Page 56 of Broken Saint

"Nova," Rock touched my side and offered me his hand. I recoiled.

"No!" I roared. "Get out now. We are over. I'm marrying Ronin, and that's final."

"Nova," Rock repeated.

"No! Go! You got what you wanted. I never want to see you again." I was screaming at him to leave, but the rip in my heart was begging for him to stay and fix this. I needed him, didn't he know that? Of course he didn't. Because that wasn't the kind of relationship we had. He'd been hoping to use me for information, and using sex in an attempt to control me.

And I’d fallen for it, hook line and sinker, making me as clichéd as my thoughts. I'd been swept into this mess for the sex, too. Until it had become bigger and not so simple anymore. Now it was all going up in flames and would soon be nothing but ashes at my feet.

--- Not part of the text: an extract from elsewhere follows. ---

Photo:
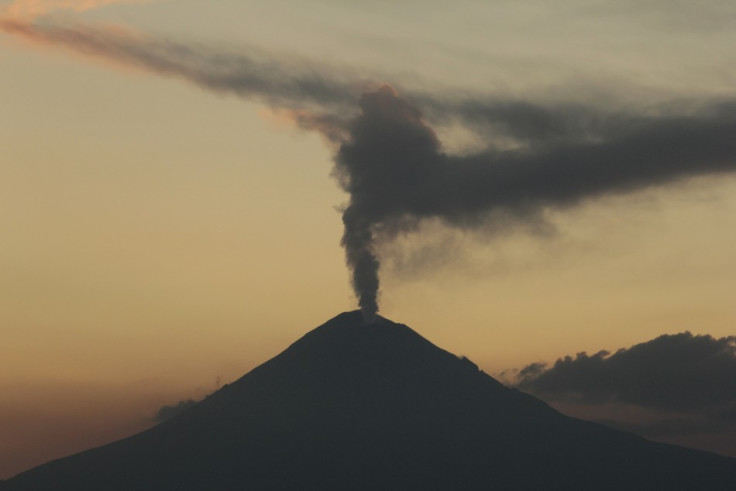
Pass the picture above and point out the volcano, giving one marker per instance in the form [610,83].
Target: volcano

He bent and picked up the diamonds. "I can see you're upset, so I'll go for now. But this isn't over. We have to talk this out. I'll call you."

"Don't. I doubt my future husband will let me talk to you anyway. Not if I want to stay healthy, anyway."

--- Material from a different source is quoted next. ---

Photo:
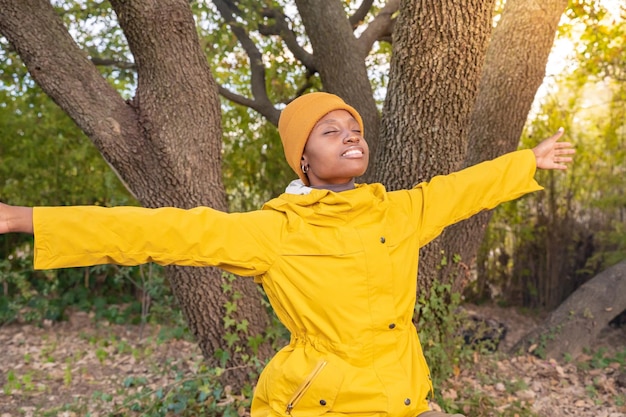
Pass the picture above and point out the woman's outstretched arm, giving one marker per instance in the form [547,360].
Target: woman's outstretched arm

Ronin choked at my words. Where he found humor, I found nothing but pain. But there was more at stake than just my heart.

I had to save my sister.

Rock gave me one last look and it tore deeper into my heart to see that look on his face. But I couldn't trust him, and he couldn't trust me. Like it or not, it had to be the end of our story. He would move on.

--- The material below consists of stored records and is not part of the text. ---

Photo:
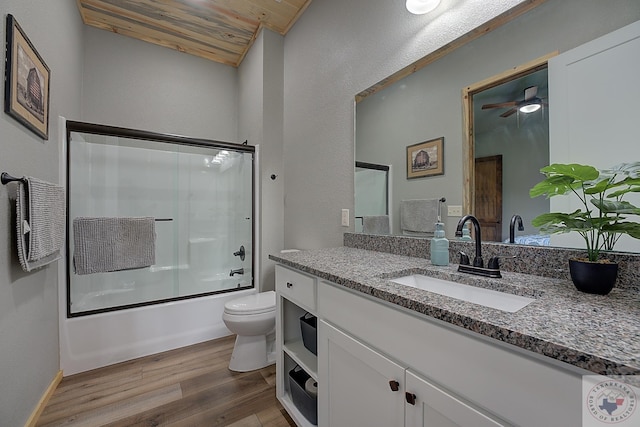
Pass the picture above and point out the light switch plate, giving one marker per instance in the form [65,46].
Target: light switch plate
[454,210]
[345,217]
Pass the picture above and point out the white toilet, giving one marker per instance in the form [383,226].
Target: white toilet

The threat of tears still burned at the back of my eyes as he slipped from the suite as quietly and quickly as he entered it. Ronin glanced at me and thank all that is holy he must have finally seen something that managed to keep him quiet for once. Once the door closed, I turned on my heel and disappeared into the master suite, locking the door behind me.

Something as simple as a door lock wouldn't keep Ronin out if he wanted in, but the symbolism of it meant everything to me. As the first tear splashed onto my cheek, I realized that I had just lost a piece of me that I could never get back.

Rockford Reed had walked out as easily as he had walked in.